Performance tuning Rails application

I could use some advice. I'm fairly new to Rails, Linode and Debian.

I built a RoR application that uses Nginx, clustered Mongrel servers, memcache, and a Mysql database. My setup is a Linode 360 - so pretty low end from a performance standpoint.

In performance testing it, my throughput maxes out at around 13 requests/second (~1.2m page views/day). During a burst, CPU spikes to around 70-75%, and memory will push slightly into swap. The testing is using my most expensive dynamic page - so this is testing worst case throughput.

I'm struggling with identifying the latest bottleneck though. I suspect it is either memory (e.g. going into swap), or database performance - but not sure how to determine which one is the root cause.

Advice is welcome. Also, any advice on the best way to scale horizontally would be much appreciated - my inclination is to use something like MySql replication to setup two identical instances and use round robin DNS to distribute requests between them.


How much RAM and swap are you using? ( free -m )

How much RAM is MySQL configured to comsume? Is it appropriate for the size of your database? (The indexes, as well as the most commonly accessed data, should fit in RAM.)

Does your "most expensive dynamic page" really need to be up to date to the last tenth of a second? You said you're using memcached. Why not cache some of those query results and page snippets, even for a short duration?

Rails is great and all, but you really want to know what kind of SQL it's generating under the hood.
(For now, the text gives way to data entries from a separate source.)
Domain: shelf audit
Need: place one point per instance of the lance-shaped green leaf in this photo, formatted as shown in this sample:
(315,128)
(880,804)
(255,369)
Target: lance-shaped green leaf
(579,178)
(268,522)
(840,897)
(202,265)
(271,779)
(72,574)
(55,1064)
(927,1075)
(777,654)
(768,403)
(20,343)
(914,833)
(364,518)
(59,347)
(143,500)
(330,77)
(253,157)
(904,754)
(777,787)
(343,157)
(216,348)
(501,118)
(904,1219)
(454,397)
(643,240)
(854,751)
If you're running hundreds of queries for that one page (e.g. 1+N pattern), there's your culprit. If not, run EXPLAIN on some of your SQL queries to find out which query takes the longest. Optimize that first, and then throw the cache at it.

I THINK I identified the root cause: my CPU slice. Just Nginx serving up static pages maxes out around 20 pages/second.

Is there any documentation on how Linode manages CPU sharing on a host? I'm beginning to think it may not handle bursts well.


It's standard Xen, IIRC. You should have access to a ton of CPU power for bursts. You're on an eight-core host, and you have four virtual cores that are scheduled on those. It's rare that you can't get the equivalent of a full quad-core Xeon worth of power.

As for the time slices, I assume (but I'm guessing) that they run a high rate like 1000 or so; it would make more sense in a virtualization environment to accept higher overhead for more fine-grained sharing.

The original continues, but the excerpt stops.